5 PHARMACOLOGICAL PROPERTIES
5.1 Pharmacodynamic properties
ATC Code R06AB04
Chlorphenamine is a potent antihistamine (H1-antagonist).
Antihistamines diminish or abolish the actions of histamine in the body by competitive reversible blockade of histamine H1-receptor sites on tissues. Chlorphenamine also has anticholinergic activity.
Antihistamines act to prevent the release of histamine, prostaglandins and leukotrienes and have been shown to prevent the migration of inflammatory mediators.

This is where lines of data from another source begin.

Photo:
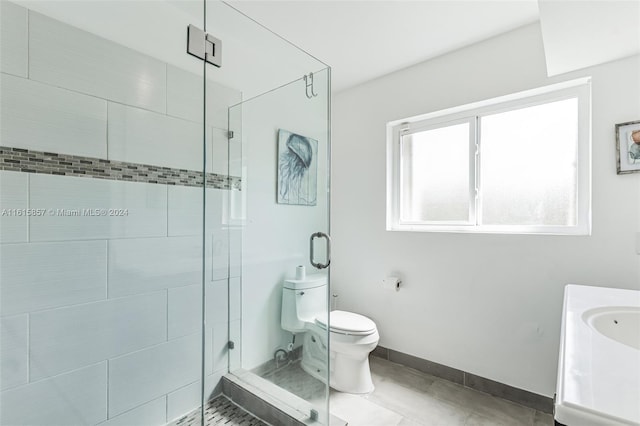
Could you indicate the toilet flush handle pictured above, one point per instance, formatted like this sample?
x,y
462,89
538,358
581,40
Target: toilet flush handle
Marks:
x,y
311,250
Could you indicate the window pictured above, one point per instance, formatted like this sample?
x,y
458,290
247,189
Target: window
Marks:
x,y
515,164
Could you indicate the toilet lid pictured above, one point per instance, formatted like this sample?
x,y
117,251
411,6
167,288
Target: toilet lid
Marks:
x,y
348,323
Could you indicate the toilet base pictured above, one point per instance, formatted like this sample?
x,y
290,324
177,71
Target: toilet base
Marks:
x,y
349,365
350,375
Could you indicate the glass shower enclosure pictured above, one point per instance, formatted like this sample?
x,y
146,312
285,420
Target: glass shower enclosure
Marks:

The actions of chlorphenamine include inhibition of histamine on smooth muscle, capillary permeability and hence reduction of oedema and wheal in hypersensitivity reactions such as allergy and anaphylaxis.
5.2 Pharmacokinetic properties
Chlorphenamine is well absorbed from the gastro-intestinal tract, following oral administration. The effects develop within 30 minutes, are maximal within 1 to 2 hours and last 4 to 6 hours. The plasma half-life has been estimated to 12 to 15 hours.

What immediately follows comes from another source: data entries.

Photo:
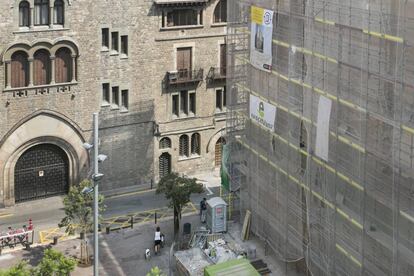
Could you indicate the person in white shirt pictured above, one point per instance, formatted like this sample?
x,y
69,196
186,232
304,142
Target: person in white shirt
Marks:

Chlorphenamine is metabolised to the monodesmethyl and didesmethyl derivatives. About 22 % of an oral dose is excreted unchanged in the urine. Only traces amounts have been found in the faeces.

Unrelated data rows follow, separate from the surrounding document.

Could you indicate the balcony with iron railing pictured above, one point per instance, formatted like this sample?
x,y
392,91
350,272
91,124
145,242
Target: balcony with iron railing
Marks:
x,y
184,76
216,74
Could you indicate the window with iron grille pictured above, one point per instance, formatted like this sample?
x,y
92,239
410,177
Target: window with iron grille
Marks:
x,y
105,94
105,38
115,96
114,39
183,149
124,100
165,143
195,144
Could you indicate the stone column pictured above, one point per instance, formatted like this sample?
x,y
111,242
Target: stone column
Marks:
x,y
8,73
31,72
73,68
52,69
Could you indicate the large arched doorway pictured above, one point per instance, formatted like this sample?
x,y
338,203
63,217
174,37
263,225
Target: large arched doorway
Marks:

5.3 Preclinical safety data
No additional data of relevance.
6 PHARMACEUTICAL PARTICULARS
6.1 List of excipients
Lactose Maize Starch Povidone K25 Quinoline yellow E104 Magnesium Stearate Sodium Starch Glycollate
6.2 Incompatibilities
Chlorphenamine is incompatible with alkaline substances which precipitate Chlorphenamine Base.
6.3 Shelf life
Plastic containers: 36 months
Blister-packs: 36 months
6.4 Special precautions for storage
Keep containers well closed. Protect from light. Store below 25°C.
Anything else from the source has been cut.